Security officials walk past the crater of a bombing and destroyed school in Timergara, the main town in Lower Dir district, located in Pakistan's restive North West Frontier Province on February 3, 2010.

Credit: Reuters/Ali Shah

ISLAMABAD | Thu Feb 4, 2010 5:40am EST

ISLAMABAD (Reuters) - Pakistani police have arrested 30 suspects in connection with a bombing that killed three American soldiers, three children and a Pakistani paramilitary soldier outside a girls' school, an officer said.

Naeem Khan, duty officer in the police station in the town of Timergara in the northwest where the attack took place, said police suspect the Wednesday bombing was a suicide attack.

"We have recovered the engine of the car we suspect was used in the bombing," Khan told Reuters.

Pakistan's Taliban claimed responsibility for the attack and threatened more attacks on Americans.

Forty-five people were wounded in the blast near the Swat Valley, where the government mounted a crackdown nearly a year ago it said had largely cleared out Taliban militants.

"We have also found some limbs which we suspect are of the bomber.
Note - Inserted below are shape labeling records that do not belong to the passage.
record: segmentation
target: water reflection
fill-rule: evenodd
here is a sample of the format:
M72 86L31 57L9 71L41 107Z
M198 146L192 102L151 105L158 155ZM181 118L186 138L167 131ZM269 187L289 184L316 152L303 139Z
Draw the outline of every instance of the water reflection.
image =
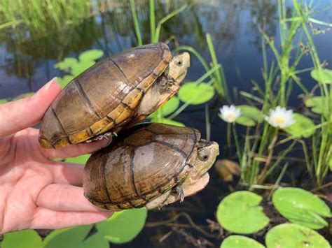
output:
M88 0L86 3L78 14L64 17L66 24L56 25L49 18L43 23L45 29L39 31L29 24L1 30L0 98L36 90L43 82L60 73L53 65L65 57L77 56L92 48L111 56L137 45L129 2ZM219 61L226 63L226 74L234 68L245 73L246 58L256 57L261 41L258 27L264 27L270 36L276 35L277 1L156 1L156 21L184 3L188 8L162 25L160 40L174 35L181 44L193 46L209 61L205 34L210 33ZM136 1L136 8L143 42L150 43L148 1ZM83 13L87 15L84 19L81 17ZM253 61L251 66L257 68L251 78L259 77L261 64ZM189 79L202 72L194 61ZM235 73L232 71L230 74L232 79Z

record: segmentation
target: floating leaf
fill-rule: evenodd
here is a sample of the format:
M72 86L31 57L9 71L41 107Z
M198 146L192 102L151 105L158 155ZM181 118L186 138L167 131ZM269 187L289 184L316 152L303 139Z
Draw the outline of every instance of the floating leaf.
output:
M311 71L311 77L316 81L323 84L332 83L332 70L329 69L314 69Z
M7 102L8 102L7 99L0 99L0 104L4 104Z
M99 232L97 232L80 244L79 248L109 248L109 242Z
M89 159L90 154L84 154L74 158L67 158L65 159L66 162L85 164L88 159Z
M92 225L78 226L53 231L44 240L43 248L78 248Z
M95 62L91 60L83 60L81 61L80 61L79 62L75 64L74 65L73 65L73 66L71 66L71 74L76 77L80 75L88 68L93 66L95 64Z
M143 229L146 221L145 207L123 210L108 220L96 224L97 229L106 240L116 244L132 240Z
M57 82L60 85L61 88L63 89L74 78L74 77L71 75L66 75L63 78L57 78Z
M161 107L157 111L155 111L152 115L150 115L150 118L156 118L158 117L157 115L160 113L162 117L167 116L172 114L179 108L180 105L180 100L177 96L173 96L168 101L165 103L162 107Z
M298 113L294 113L295 123L284 130L296 138L309 138L314 134L314 123L308 117Z
M162 124L167 124L170 125L179 126L186 126L186 125L184 124L183 123L176 122L167 118L153 118L151 119L151 121L153 122L156 122L156 123L162 123Z
M226 230L237 233L253 233L269 223L258 204L262 197L249 191L237 191L225 197L219 203L216 217Z
M178 96L181 101L192 104L198 105L210 101L214 96L214 88L202 82L187 82L181 87Z
M279 189L272 199L275 208L284 217L312 229L328 225L321 216L331 217L330 208L322 200L302 189Z
M24 230L4 235L2 248L39 248L43 247L41 238L34 230Z
M324 99L323 96L313 96L307 99L305 102L305 105L307 108L312 108L311 110L313 112L317 114L323 114L326 115L327 113L325 112L325 104L327 103L327 100Z
M223 240L220 248L264 248L262 244L252 238L241 236L230 235Z
M271 228L265 237L268 248L331 248L328 242L310 228L283 224Z
M75 58L64 58L64 59L62 61L55 64L54 67L57 68L58 69L69 71L70 68L78 62L78 61Z
M88 50L87 51L82 52L78 56L78 59L80 61L83 61L83 60L94 61L102 57L103 55L104 55L104 52L102 50L97 50L97 49L91 49L91 50Z

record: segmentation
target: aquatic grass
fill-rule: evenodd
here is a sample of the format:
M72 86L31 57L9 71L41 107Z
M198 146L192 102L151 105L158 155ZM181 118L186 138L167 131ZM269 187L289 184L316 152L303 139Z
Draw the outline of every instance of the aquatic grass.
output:
M130 9L132 10L132 19L134 20L134 25L135 27L136 37L137 38L137 43L139 45L142 45L141 31L139 30L139 23L136 13L135 1L130 0Z

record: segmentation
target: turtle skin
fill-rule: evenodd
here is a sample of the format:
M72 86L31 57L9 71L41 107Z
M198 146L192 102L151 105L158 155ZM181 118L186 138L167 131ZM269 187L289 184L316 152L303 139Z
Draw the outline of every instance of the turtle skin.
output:
M131 128L90 157L84 195L110 210L145 206L186 180L200 138L188 127L154 123Z
M148 44L97 63L73 79L46 111L39 143L59 148L120 129L172 60L168 46Z

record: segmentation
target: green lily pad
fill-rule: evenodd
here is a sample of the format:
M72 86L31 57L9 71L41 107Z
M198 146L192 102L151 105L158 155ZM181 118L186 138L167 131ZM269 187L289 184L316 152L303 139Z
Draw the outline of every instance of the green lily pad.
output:
M84 154L75 156L74 158L67 158L65 159L66 162L85 164L88 159L89 159L90 154Z
M99 232L97 232L81 243L79 248L109 248L109 242Z
M44 240L43 248L78 248L92 225L78 226L53 231Z
M6 99L0 99L0 104L4 104L4 103L6 103L7 102L8 102L8 101Z
M324 105L327 103L327 101L324 101L323 96L313 96L307 99L305 102L305 105L307 108L311 108L311 110L313 112L317 114L323 114L326 115Z
M180 105L180 99L177 96L173 96L168 101L165 103L162 107L161 107L157 111L155 111L150 115L150 118L157 118L158 114L160 114L161 117L165 117L168 115L172 114L179 108Z
M241 236L230 235L223 240L220 248L264 248L262 244L252 238Z
M319 198L300 188L277 189L272 201L279 212L289 221L312 229L328 226L321 217L331 217L331 210Z
M249 191L237 191L225 197L219 203L216 217L226 230L237 233L253 233L269 223L259 205L262 197Z
M55 64L54 67L69 71L69 69L78 62L78 61L75 58L64 58L62 61Z
M265 237L268 248L331 248L328 242L310 228L294 224L273 227Z
M210 101L214 96L214 88L202 82L197 85L195 82L187 82L181 87L178 96L183 102L199 105Z
M173 126L186 126L186 125L184 124L183 123L174 121L172 119L170 119L167 118L153 118L151 119L151 121L153 122L167 124L173 125Z
M308 117L298 113L293 114L294 124L284 130L296 138L309 138L315 131L314 123Z
M61 88L64 89L74 78L74 76L72 75L66 75L63 78L57 78L57 82L60 85Z
M78 56L78 59L80 61L83 61L83 60L96 60L98 59L99 58L102 57L104 55L104 52L101 50L98 49L91 49L88 50L87 51L85 51L82 52L79 56Z
M107 240L123 244L132 240L143 229L148 212L145 207L116 212L109 219L96 224Z
M74 76L78 75L95 64L95 62L92 60L80 61L71 66L71 74Z
M332 70L321 69L319 73L319 70L314 69L311 71L311 77L323 84L331 84L332 83Z
M2 248L39 248L43 247L43 241L34 230L23 230L6 233L4 235Z

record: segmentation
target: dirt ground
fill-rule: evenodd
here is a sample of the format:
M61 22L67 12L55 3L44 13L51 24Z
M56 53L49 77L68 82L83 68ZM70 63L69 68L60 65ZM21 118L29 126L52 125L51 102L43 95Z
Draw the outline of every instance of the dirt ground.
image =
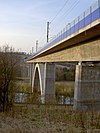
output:
M66 106L19 106L0 113L0 133L100 133L99 118Z

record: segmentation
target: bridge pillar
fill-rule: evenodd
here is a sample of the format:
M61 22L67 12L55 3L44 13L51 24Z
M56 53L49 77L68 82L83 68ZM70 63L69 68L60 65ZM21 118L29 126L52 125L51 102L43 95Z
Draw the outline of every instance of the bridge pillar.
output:
M74 110L100 110L100 65L76 66Z
M55 64L37 63L33 74L33 92L41 90L42 103L53 103L55 101Z
M34 71L35 64L30 63L29 64L29 79L30 79L30 84L32 85L32 79L33 79L33 71Z
M45 64L45 103L55 103L55 64Z

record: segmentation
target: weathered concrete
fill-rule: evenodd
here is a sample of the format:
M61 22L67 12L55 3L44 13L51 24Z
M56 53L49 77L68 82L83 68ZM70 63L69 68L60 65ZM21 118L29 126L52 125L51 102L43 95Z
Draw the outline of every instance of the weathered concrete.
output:
M45 64L45 101L55 103L55 64Z
M74 109L100 110L100 66L76 66Z
M67 45L67 43L66 43ZM32 60L33 62L100 61L100 37Z
M37 63L33 74L32 91L41 91L42 103L53 103L55 100L55 64Z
We have sent these limbs for DNA tests," Khan said.

Pakistan's Taliban have bombed markets, schools and military and police facilities despite major government security offensives that have destroyed some of their bases and U.S. drone aircraft strikes that have killed their leaders.

The three U.S. soldiers were part of a small unit that trains Pakistani Frontier Corps responsible for security in northwestern areas near the Afghan border seen as part of a global militant hub.

They were on their way to attend the opening of a girls' school that had recently been renovated with U.S. humanitarian assistance when the bomb exploded, leaving a crater a few feet away from the school.